Of course, Charlie's mother operates a sickly whorehouse, so trading business for someone else's pleasure runs in his blood. I liked how the script balances the line between making Charlie both a victim of his circumstances and a monster who uses his inhuman personality to escape from his upbringing and use the children to maintain his immortality under the guise of being a good person. And, of course, young Charlie learned a thing or two from Mr. Tim on the art of manipulation. We have already seen him use it on Bing, Wayne, Mille, even young Oscar (Giuseppe Virzi) into going to be molested by Mr. Tim.

The performances of Zachary Quinto and Brennan made this episode stand out for me. Though the two performers differ in age, they both seem to inherently understand what makes this awful character tick and thrive. His manipulative power is so great that he has been able to calibrate the backseat of the Wraith to seemingly make the children is is abducting to forget the good times they had with their parents so they will not mind be taken to Chrismasland against their will, like Charlie is saving them when he really isn't. They experience the exact resentment Charlie feels about his own mother and past and think it is all that there is to color their experience. We see Wayne want to get away to see his mother again, but Bing reinforces the idea that Vic was all wrong for his upbringing (he wasn't entirely wrong, though).

Wayne is still speaking to the spirit of his father, Craig (whom, I now think, looks like the Elephant Man in the daylight in the back of that Wraith), but it doesn't exactly inspire confidence that Wayne will to his natural senses and realize that staying in the Wraith and helping Charlie just isn't the way to go.
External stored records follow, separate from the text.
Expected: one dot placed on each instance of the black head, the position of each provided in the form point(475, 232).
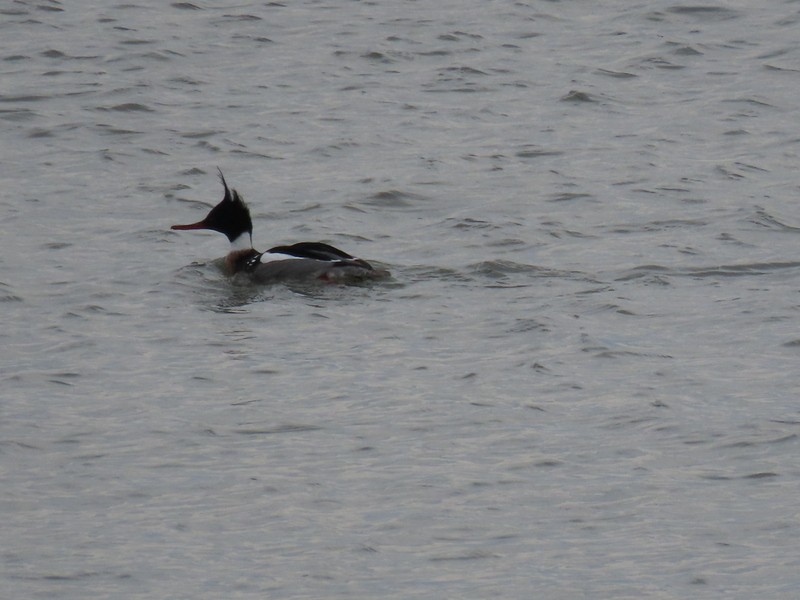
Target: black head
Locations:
point(230, 217)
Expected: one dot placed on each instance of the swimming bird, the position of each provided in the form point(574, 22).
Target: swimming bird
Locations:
point(309, 262)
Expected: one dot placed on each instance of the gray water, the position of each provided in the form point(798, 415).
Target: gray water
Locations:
point(581, 381)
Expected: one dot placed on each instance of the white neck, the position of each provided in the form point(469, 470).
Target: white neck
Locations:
point(243, 242)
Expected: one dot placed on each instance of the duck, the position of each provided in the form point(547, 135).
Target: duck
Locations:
point(306, 262)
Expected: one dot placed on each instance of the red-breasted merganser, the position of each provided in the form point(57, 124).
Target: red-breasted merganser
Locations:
point(312, 261)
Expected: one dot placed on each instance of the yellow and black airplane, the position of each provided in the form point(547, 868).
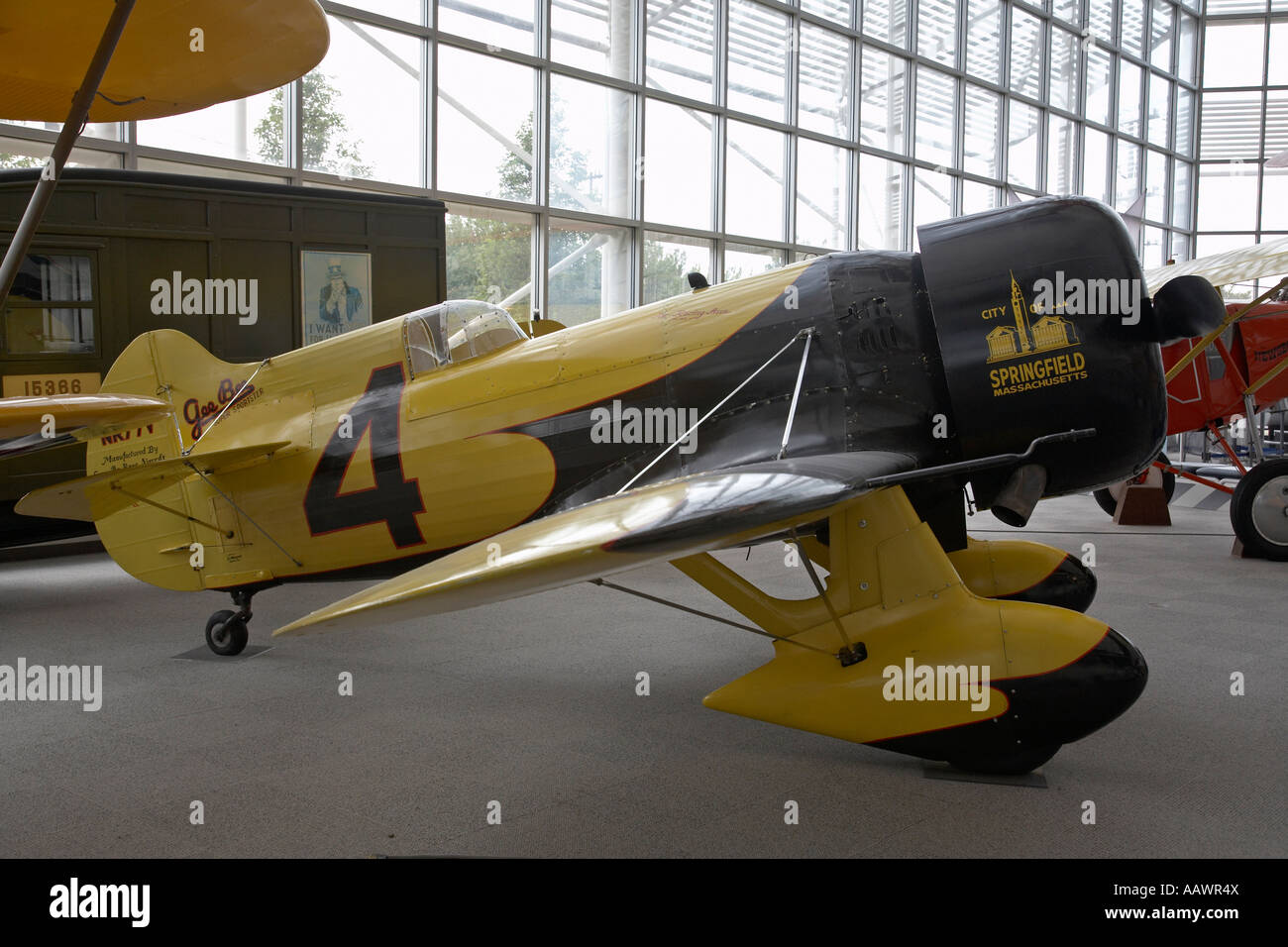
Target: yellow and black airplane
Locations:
point(840, 403)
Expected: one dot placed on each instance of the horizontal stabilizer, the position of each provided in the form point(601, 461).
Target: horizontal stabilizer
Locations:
point(658, 522)
point(31, 424)
point(1247, 263)
point(103, 493)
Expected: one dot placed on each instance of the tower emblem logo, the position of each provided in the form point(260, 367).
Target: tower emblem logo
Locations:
point(1029, 338)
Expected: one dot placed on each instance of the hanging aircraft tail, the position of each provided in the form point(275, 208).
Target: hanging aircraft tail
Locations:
point(142, 486)
point(174, 368)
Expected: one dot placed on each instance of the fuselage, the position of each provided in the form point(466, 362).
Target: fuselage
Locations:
point(389, 466)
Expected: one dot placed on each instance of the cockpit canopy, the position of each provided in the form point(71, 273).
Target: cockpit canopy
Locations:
point(455, 331)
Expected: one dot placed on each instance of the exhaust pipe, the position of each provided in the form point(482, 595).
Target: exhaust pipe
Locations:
point(1016, 502)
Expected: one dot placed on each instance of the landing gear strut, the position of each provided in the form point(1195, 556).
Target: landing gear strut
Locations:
point(226, 631)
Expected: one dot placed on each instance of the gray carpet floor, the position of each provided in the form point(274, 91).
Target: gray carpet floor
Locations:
point(532, 705)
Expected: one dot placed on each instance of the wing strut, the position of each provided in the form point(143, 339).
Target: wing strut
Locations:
point(804, 334)
point(797, 394)
point(708, 615)
point(849, 655)
point(72, 127)
point(233, 504)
When we see Wayne making his potentially fatal mistake of getting back in the Wraith, we know he probably isn't making it on his own with all of Charlie's influential abilities. Wayne is told to hang on the good memories, since they are the only thing that will save him at this point, but Charlie's spell seems to be stronger than we realize, thus why he de-ages so quickly toward the end of the episode before impaling Bing.

In horror, as in life, bad memories are always easier to remember and cling to than the fleeting good ones. This season of NOS4A2, though, might end up as a good memory the horror viewers won't mind remember fondly if it continues playing its cards right like it does in this episode.